The girl couldn’t have chosen a meeting place more favoured by foreigners, Lammiter thought as he reached Doney’s. The pre-luncheon crowd had started to gather. The little round tables, which edged the sidewalk like a guard of honour, leaving a centre path for the pedestrians (and it was surprising how many people would saunter past, not only once or twice but three times and more), were already half-filled. In another fifteen minutes they would all be occupied.

He kept his pace slow, untroubled, his eyes seemingly looking for a table where a gay umbrella would provide sufficient shade. He had the sudden fear that she wouldn’t arrive, that this little incident would end as a dreary, hour of waiting, of false alarms, of fading hopes, and a sudden angry retreat to a lonely meal. Everything had gone so badly for him in the last four weeks that he had begun to expect nothing but disappointment. And then he saw her. He didn’t have to try very hard to look surprised.

“Hallo!” he said, stopping abruptly. She was alone at one of the tables that lined the grass edge of the sidewalk. Behind her was a row of parked cars, and then a stream of steady traffic. One table, to her left, was still empty; the other, on her right, was occupied by a handsome red-haired Italian, who was too openly interested in the girl to be anything but what he seemed—someone who admired a pretty woman. Pretty? She was beautiful. Lammiter stared down at her in amazement. “Well,” he added, beginning to smile, “well—”
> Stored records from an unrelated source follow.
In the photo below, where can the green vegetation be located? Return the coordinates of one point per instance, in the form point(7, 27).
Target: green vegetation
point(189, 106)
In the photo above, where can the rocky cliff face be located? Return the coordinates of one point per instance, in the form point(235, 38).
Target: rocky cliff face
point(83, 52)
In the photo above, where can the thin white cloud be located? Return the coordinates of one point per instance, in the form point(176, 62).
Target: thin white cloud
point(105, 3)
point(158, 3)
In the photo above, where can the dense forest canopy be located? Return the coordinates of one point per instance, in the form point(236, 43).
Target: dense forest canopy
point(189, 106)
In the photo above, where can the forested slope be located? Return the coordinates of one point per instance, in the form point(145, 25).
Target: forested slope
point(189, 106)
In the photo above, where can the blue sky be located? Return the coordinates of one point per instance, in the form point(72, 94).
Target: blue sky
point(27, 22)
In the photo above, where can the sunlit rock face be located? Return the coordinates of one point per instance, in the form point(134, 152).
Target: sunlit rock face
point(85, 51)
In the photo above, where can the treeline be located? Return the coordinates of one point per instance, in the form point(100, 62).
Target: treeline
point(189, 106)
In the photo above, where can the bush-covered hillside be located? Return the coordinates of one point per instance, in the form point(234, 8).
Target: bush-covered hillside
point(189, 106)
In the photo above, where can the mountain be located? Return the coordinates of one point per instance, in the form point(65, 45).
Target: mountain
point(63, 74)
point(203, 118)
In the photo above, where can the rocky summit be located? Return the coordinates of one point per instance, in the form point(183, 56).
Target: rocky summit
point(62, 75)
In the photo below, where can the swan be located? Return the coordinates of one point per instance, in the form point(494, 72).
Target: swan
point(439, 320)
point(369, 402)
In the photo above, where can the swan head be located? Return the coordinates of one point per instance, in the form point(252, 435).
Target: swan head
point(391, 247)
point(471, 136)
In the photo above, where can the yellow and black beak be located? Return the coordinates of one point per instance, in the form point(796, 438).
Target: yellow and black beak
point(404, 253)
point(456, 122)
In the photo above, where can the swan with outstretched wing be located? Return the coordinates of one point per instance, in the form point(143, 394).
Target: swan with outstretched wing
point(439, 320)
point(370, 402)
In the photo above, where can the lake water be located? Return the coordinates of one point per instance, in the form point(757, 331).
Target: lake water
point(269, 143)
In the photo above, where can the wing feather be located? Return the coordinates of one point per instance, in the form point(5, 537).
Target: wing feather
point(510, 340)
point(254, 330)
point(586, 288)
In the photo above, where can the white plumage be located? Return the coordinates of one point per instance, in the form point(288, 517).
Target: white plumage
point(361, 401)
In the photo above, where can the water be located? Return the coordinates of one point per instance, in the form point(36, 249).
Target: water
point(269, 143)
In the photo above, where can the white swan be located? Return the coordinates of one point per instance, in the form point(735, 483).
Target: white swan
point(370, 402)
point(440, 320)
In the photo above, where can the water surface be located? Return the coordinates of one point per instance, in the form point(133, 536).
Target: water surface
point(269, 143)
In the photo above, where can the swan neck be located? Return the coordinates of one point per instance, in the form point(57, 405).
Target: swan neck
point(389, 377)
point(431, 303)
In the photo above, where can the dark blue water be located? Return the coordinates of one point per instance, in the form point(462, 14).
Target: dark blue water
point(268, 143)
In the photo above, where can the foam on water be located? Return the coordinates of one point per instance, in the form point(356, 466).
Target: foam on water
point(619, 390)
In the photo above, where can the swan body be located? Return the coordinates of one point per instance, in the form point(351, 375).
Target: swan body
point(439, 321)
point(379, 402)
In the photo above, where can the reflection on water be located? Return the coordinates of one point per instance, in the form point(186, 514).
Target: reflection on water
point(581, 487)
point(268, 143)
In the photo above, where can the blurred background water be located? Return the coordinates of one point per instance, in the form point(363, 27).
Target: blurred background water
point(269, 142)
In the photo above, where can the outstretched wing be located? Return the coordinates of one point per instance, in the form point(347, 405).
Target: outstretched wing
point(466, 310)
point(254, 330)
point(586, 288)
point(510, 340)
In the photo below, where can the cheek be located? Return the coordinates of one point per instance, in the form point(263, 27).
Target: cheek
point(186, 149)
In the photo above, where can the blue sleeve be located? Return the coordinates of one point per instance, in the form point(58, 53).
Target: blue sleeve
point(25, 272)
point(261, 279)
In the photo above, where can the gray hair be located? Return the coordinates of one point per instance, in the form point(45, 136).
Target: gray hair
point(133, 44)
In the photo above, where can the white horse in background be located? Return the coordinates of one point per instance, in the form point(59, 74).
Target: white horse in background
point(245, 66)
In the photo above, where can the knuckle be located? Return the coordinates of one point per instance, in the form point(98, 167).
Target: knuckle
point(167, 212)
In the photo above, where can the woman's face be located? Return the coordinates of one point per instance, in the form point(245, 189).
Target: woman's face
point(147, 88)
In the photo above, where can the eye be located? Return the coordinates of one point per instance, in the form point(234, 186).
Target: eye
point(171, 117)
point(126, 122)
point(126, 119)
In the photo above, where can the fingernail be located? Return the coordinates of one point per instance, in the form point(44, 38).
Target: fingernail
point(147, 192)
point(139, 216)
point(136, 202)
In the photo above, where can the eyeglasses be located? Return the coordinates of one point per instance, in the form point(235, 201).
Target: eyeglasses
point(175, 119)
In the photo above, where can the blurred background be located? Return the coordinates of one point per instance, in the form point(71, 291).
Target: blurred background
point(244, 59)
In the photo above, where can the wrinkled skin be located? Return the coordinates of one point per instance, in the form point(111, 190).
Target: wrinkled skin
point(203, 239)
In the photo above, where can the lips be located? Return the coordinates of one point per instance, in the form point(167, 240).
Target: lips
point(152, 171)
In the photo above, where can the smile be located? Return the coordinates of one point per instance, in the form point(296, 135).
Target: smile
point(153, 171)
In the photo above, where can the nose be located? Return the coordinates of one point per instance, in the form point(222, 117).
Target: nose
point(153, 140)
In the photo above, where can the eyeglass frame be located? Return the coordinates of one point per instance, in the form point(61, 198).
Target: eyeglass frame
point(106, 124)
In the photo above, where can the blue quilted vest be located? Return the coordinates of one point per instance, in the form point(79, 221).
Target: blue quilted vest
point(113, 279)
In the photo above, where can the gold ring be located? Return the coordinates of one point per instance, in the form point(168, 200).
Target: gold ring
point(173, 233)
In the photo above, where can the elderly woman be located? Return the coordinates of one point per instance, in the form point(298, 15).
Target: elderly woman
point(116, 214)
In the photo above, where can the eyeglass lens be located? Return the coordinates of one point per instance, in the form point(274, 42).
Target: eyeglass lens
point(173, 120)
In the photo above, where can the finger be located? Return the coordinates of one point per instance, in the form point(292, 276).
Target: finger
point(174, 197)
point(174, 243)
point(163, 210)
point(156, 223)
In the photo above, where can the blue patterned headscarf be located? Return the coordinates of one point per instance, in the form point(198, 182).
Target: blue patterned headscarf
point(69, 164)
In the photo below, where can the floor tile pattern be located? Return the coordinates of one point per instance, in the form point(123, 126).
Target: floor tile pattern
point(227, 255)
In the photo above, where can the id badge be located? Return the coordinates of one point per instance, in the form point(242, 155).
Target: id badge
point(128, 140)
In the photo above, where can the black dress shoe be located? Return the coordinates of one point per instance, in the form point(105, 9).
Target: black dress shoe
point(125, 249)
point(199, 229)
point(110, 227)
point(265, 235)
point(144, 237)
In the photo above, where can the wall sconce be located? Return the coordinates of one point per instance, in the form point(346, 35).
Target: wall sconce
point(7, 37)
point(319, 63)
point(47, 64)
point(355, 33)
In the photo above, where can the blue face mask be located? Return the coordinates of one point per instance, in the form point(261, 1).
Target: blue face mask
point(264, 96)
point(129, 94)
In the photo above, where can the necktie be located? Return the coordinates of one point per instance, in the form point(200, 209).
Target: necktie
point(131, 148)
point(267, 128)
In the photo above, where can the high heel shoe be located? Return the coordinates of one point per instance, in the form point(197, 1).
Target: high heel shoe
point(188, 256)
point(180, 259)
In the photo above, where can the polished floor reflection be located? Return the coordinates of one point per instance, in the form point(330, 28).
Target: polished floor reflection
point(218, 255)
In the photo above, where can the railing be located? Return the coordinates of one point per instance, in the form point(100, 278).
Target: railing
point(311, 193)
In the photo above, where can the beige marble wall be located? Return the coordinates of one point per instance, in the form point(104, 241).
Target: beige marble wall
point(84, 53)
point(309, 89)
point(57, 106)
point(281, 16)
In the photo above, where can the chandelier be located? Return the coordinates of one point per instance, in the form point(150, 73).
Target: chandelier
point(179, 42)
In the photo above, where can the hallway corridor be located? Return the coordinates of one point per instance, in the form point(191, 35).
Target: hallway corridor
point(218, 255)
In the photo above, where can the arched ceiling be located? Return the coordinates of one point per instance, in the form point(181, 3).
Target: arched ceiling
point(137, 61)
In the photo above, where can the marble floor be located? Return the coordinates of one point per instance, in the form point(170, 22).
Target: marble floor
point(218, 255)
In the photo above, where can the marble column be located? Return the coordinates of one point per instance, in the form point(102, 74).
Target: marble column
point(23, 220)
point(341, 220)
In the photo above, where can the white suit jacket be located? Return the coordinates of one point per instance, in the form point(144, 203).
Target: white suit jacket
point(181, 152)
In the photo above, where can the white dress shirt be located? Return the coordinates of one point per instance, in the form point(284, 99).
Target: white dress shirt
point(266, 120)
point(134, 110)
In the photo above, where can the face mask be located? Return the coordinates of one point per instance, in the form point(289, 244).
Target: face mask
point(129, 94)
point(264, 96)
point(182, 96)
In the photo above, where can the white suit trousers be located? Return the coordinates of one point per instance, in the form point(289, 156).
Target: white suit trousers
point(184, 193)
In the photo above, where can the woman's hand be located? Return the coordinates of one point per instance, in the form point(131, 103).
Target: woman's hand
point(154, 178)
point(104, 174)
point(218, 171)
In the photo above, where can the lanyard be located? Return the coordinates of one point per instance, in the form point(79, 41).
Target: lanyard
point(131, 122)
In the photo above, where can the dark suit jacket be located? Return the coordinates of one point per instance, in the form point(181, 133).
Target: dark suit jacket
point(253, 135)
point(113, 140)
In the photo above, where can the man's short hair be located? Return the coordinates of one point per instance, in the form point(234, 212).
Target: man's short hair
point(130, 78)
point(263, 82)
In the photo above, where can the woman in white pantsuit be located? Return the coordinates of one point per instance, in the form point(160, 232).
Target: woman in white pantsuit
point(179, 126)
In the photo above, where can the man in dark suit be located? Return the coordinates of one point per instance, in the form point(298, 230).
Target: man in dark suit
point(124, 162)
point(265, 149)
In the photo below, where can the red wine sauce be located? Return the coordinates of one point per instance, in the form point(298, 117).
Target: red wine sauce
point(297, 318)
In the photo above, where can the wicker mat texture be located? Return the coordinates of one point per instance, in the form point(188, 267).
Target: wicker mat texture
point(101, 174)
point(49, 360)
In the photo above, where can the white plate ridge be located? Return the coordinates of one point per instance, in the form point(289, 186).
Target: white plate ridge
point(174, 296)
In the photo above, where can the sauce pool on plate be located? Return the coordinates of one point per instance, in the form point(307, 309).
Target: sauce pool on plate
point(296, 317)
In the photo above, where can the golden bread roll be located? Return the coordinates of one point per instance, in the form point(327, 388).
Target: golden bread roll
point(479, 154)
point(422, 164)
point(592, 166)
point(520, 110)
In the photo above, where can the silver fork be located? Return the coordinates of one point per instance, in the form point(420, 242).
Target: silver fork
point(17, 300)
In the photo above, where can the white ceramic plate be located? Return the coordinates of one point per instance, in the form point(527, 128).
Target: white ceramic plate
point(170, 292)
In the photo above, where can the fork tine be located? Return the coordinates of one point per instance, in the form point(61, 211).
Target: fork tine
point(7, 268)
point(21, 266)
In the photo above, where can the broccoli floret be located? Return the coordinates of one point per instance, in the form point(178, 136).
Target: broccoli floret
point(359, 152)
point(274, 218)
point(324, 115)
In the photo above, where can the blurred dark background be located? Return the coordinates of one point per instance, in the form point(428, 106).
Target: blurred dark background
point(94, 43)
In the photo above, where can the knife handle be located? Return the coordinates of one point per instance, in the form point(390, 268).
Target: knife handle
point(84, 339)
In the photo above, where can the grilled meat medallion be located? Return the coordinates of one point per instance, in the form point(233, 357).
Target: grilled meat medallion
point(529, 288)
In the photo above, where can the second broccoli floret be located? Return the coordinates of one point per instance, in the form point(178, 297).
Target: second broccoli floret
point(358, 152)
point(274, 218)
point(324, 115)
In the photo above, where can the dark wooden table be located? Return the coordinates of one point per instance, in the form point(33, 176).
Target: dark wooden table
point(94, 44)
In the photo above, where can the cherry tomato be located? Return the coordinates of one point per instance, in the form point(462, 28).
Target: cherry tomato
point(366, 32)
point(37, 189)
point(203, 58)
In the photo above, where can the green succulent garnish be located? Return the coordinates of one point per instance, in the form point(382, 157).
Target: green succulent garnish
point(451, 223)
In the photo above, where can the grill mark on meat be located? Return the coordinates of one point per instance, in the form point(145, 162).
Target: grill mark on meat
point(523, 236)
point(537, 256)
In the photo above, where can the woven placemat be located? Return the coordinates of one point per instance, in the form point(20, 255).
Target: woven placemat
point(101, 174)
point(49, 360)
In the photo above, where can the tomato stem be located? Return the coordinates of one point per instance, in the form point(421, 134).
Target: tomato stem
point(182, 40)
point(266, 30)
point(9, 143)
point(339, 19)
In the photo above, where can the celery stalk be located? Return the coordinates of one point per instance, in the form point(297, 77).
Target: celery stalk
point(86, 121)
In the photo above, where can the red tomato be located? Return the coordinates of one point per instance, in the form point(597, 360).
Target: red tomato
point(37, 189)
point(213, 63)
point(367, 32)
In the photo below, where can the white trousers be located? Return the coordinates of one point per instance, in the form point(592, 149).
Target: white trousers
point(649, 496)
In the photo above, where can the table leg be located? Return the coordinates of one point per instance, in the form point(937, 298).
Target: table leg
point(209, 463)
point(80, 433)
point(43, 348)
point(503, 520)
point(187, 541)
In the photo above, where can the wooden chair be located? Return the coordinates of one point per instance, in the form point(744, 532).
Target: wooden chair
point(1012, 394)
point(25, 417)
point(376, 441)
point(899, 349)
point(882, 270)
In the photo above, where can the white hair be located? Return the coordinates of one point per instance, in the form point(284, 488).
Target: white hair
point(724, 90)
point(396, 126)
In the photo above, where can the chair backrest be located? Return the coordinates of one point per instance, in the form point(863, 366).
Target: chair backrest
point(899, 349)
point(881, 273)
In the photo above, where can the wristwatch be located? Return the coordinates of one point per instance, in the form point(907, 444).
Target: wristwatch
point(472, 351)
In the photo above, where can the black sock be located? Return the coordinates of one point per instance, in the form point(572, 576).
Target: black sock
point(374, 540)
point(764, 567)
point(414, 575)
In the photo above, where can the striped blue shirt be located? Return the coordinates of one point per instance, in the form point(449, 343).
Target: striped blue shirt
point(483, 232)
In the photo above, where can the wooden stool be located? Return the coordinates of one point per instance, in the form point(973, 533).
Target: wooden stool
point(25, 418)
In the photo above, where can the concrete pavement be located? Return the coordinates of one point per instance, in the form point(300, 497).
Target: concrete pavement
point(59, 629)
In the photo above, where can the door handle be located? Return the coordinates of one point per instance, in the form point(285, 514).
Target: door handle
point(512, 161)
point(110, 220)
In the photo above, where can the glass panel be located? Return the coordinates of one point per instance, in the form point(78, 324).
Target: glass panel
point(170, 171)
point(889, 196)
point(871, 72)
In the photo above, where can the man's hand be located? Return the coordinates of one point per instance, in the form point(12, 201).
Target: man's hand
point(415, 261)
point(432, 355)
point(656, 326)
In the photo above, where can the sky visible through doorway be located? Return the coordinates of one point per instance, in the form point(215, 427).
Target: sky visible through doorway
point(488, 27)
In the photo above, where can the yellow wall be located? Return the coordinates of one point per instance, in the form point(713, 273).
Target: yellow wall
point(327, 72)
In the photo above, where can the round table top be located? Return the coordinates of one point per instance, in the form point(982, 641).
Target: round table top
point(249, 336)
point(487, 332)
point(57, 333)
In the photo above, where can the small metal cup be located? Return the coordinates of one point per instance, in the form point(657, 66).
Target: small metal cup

“It can’t be!” she said, startled, smiling, delighted. It all seemed a natural succession of emotions. “But in Rome, everyone meets,” she added. “Sooner or later, everyone meets.”

“Are you waiting for a friend? Or may I join you?”

“Please do.”

So he pulled round the other wicker chair to the side of the small round table, and sat down to face her. Behind him, he heard almost a sigh of disappointment from her Italian admirer.

“Have I changed so much?” she asked as he kept looking at her. She was wearing a sleeveless white linen blouse, low-necked. Her bare arms were tanned, rounded, firm.

“In a way, yes. Last time we met, you weren’t so cool-looking.”

“Cool? In this temperature?”

“It’s hot,” he agreed. “And I hear it’s going to get hotter.” Behind him, a chair scraped as it was pushed back. A waiter hurried forward to lift the money that had been left to pay for the Italian’s Cinzano and to take Lammiter’s order.

“Beer: Danish,” he told the waiter, watching the Italian walk away. “Too bad. I spoiled his plans for a pleasant luncheon.” And possibly a cosy siesta, he thought. He studied the girl’s face, and he was smiling again. He hadn’t felt as relaxed as this, or as little unhappy, for a whole month. Was he beginning at last to get over Eleanor? If so, this girl might be the pleasantest cure he could find. Her dark eyes were wide-spaced, richly lashed under excellently marked eyebrows. The forehead was broad and intelligent. Her features were classical, as Roman as one of the pretty stone girls in the Campidoglio museum. And, most startling against the honey colour of her glowing skin, she wore no make-up on her lips. They were soft, natural. It was a current fashion among the Roman girls, he had noticed. With a white face, it would have had a drab effect. With their deeply tanned faces and skilfully mascaraed eyelashes, the natural lips were startling.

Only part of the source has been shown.